Comment 12 Tijl Coosemans freebsd_committer 2018-11-19 10:51:09 UTC
Patch4 in bug 217901 contains an updated nvidia-uvm module (still unsupported mode).  Please give it a try and provide another ktrace if it doesn't work.
Comment 13 Alex S 2018-11-20 06:37:16 UTC
There are quite a few stubs in nvidia.ko, some of them might be required for CUDA. For example, running matrixMul from CUDA SDK and glxgears with this dtrace script:

#!/usr/sbin/dtrace -s

nvidia:*:entry, nvidia-modeset:*:entry /execname == "matrixMul"/ {
  @counts[probefunc] = min(1);

nvidia:*:entry, nvidia-modeset:*:entry /execname != "matrixMul"/ {
  @counts[probefunc] = min(0);

Gives me:

os_lock_user_pages 1
Comment 14 Tijl Coosemans freebsd_committer 2018-11-21 13:54:12 UTC
(In reply to Alex S from comment #13)
Does the CUDA program get further now that /dev/nvidia-uvm exists?  Or do you see this without /dev/nvidia-uvm as well?
Comment 15 Alex S 2018-11-21 17:25:38 UTC
(In reply to Tijl Coosemans from comment #14)

Are you able to test 390.87 yourself?

> Or do you see this without /dev/nvidia-uvm as well?

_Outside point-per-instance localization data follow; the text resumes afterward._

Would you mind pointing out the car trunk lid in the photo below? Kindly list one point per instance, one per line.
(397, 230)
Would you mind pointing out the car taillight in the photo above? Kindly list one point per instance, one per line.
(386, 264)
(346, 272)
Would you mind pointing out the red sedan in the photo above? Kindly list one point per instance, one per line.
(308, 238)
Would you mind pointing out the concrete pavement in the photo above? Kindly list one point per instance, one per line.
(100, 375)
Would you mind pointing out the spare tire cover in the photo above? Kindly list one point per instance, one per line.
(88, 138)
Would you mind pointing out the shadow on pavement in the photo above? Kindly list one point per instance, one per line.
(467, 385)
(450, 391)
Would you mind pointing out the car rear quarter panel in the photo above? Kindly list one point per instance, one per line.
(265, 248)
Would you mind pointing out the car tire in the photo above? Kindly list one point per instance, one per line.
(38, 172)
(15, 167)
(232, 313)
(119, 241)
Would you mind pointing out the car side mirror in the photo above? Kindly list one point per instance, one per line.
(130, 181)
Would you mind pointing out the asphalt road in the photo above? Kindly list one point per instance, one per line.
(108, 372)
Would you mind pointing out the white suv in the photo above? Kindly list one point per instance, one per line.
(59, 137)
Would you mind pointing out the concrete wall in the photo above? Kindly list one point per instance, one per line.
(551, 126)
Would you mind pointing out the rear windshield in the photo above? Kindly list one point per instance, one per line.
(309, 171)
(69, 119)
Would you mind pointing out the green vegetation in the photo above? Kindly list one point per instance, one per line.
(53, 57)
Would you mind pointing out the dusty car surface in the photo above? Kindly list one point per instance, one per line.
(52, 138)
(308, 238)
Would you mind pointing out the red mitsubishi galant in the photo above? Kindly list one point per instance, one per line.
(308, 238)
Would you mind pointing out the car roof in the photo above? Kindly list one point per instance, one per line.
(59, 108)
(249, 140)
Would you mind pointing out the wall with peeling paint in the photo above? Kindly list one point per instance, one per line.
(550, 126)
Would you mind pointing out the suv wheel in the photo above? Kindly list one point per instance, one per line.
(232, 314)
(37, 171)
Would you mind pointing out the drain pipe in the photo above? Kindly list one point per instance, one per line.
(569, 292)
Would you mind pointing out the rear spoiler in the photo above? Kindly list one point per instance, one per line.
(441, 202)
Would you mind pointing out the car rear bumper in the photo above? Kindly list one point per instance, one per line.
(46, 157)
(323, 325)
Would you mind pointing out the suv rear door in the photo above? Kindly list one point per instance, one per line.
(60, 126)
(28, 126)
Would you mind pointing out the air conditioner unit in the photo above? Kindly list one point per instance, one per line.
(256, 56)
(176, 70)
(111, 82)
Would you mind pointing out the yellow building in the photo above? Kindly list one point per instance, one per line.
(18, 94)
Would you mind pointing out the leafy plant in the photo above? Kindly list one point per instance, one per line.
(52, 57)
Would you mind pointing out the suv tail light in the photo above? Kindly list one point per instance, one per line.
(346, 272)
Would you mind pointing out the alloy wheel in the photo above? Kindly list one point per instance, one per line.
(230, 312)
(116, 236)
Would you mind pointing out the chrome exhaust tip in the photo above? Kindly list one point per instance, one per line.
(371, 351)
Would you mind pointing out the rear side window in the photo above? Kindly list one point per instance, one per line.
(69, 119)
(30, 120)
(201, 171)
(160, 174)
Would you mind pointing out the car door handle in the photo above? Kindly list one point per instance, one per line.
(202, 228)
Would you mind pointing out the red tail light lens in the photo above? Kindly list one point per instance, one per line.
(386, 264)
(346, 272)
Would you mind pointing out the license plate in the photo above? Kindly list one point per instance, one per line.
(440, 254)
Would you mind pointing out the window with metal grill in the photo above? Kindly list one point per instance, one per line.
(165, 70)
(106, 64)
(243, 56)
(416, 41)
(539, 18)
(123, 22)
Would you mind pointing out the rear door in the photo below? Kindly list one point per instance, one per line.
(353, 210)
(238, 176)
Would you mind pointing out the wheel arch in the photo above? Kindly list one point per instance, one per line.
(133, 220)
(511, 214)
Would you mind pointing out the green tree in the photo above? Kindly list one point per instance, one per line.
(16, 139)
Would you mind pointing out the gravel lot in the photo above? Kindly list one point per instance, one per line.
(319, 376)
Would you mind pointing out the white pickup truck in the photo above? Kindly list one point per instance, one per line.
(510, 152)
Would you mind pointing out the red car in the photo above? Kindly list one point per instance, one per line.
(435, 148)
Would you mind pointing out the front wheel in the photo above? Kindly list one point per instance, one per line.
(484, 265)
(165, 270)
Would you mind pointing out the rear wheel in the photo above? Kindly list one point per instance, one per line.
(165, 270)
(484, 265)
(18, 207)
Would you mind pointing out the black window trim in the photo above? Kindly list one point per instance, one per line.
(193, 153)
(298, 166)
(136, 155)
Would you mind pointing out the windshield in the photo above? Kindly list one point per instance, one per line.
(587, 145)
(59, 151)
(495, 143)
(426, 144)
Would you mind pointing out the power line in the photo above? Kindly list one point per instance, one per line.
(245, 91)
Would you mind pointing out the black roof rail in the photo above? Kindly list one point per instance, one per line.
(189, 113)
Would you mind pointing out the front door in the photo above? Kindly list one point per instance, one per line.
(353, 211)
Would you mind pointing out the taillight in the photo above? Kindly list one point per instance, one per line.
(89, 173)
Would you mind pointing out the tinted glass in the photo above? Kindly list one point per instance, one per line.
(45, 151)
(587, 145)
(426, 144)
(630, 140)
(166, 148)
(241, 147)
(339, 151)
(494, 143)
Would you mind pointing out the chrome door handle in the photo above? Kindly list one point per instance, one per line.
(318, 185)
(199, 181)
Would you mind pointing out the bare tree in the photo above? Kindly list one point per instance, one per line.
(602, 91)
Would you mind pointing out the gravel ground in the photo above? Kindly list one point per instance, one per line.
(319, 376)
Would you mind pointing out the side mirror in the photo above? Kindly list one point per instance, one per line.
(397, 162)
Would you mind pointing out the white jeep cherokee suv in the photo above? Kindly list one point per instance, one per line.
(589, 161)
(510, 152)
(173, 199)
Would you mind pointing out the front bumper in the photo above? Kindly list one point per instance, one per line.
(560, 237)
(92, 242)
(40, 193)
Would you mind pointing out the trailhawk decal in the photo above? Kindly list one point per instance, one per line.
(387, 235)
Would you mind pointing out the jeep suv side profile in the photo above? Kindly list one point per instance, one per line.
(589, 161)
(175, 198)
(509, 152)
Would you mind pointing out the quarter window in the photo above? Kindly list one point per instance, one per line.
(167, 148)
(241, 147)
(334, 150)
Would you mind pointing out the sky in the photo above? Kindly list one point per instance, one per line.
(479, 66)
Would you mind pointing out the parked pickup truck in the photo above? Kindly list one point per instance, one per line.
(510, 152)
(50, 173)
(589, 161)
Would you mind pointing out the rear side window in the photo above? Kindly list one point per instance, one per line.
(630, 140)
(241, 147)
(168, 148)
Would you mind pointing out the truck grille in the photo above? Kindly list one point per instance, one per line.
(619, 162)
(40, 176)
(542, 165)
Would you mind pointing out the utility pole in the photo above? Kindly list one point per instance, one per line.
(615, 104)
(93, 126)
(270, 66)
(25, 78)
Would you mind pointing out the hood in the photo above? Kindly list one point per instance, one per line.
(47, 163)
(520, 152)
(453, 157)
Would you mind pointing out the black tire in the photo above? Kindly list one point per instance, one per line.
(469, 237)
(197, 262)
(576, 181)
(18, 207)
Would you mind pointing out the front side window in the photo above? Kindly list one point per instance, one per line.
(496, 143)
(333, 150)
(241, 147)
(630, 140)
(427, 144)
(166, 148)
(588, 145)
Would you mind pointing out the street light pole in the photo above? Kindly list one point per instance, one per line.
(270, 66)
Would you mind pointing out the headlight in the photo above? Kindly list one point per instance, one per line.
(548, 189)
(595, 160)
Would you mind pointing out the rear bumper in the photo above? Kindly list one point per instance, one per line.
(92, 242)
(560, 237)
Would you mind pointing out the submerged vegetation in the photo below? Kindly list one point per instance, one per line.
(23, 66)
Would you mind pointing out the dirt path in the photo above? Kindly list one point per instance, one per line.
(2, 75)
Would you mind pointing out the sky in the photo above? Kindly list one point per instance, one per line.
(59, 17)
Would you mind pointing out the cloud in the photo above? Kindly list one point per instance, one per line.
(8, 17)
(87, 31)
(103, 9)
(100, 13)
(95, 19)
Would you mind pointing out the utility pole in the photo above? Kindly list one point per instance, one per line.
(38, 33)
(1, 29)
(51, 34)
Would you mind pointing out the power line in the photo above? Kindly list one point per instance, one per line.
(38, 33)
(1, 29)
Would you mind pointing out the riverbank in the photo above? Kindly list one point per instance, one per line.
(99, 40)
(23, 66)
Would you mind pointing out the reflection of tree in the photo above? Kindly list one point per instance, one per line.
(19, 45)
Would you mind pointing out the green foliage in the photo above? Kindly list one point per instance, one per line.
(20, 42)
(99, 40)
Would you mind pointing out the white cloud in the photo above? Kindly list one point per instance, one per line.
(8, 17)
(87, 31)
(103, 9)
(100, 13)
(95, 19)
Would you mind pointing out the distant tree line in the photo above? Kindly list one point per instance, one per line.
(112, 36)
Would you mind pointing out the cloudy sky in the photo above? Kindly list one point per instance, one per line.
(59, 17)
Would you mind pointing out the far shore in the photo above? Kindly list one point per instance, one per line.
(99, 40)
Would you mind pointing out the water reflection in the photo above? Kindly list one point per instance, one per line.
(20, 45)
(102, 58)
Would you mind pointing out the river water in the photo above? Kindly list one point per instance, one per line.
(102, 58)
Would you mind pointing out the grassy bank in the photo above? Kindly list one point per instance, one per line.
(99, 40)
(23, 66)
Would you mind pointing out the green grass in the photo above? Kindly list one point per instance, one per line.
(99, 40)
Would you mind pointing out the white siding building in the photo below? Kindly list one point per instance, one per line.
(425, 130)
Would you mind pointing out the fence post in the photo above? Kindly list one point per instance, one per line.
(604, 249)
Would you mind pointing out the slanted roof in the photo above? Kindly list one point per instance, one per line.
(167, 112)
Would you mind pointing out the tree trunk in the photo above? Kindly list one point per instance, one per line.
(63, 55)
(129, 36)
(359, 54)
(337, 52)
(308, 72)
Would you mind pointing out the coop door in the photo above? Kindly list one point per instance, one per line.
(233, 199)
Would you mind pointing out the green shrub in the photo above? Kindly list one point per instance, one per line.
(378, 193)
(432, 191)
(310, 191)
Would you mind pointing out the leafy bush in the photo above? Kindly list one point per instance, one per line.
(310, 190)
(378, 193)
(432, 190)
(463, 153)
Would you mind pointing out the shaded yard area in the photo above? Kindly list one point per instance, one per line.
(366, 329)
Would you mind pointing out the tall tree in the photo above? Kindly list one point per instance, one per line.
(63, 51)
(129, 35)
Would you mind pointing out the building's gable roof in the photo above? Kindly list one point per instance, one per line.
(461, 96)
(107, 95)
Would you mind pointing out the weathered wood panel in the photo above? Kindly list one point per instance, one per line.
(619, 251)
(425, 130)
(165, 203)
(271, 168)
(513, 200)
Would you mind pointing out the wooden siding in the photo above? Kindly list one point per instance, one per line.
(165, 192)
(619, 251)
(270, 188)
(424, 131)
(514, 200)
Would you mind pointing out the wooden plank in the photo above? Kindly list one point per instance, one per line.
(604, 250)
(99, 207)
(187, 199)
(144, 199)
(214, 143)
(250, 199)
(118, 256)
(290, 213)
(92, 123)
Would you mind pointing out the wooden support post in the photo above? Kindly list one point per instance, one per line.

Without /dev/nvidia-uvm I see CUDA trying to pass an error code (-2) into ioctl call: https://forums.freebsd.org/threads/linux-binary-compatibility-nvidia-drivers-and-cuda-for-blender.65065/#post-382015.

> Does the CUDA program get further now that /dev/nvidia-uvm exists?

Please note that I'm on 11.2-RELEASE and I'm not currently able to test your patches. Other that that, with "unsupported mode UVM" matrixMul sample prints some vague "all CUDA-capable devices are busy or unavailable" error message. Replacing "return NV_ERR_NOT_SUPPORTED" with "return NV_OK" (without proper implementation) in os_lock_user_pages and os_unlock_user_pages seems to trick it into actually reading some (garbage) data. Dtrace reports nv_register_user_pages and nv_unregister_user_pages being called.
Comment 16 Alex S 2018-11-21 17:40:00 UTC
(In reply to Alex S from comment #15)

> that that
* than that
Comment 17 Tijl Coosemans freebsd_committer 2018-11-21 20:19:32 UTC
(In reply to Alex S from comment #15)
I cannot test 390, only 304.  And I'm only interested in enabling linux64 in the nvidia-driver to make linux-c7 the default.  The nvidia-driver is the last blocker for that.  If I can get CUDA working at the same time that would be a nice bonus, but it's not a priority for me.  I can take a look at os_lock_user_pages and friends, but no promises.

If you modified your 11.2 kernel as in bug 206711 you should be able to test my patch for x11/nvidia-driver.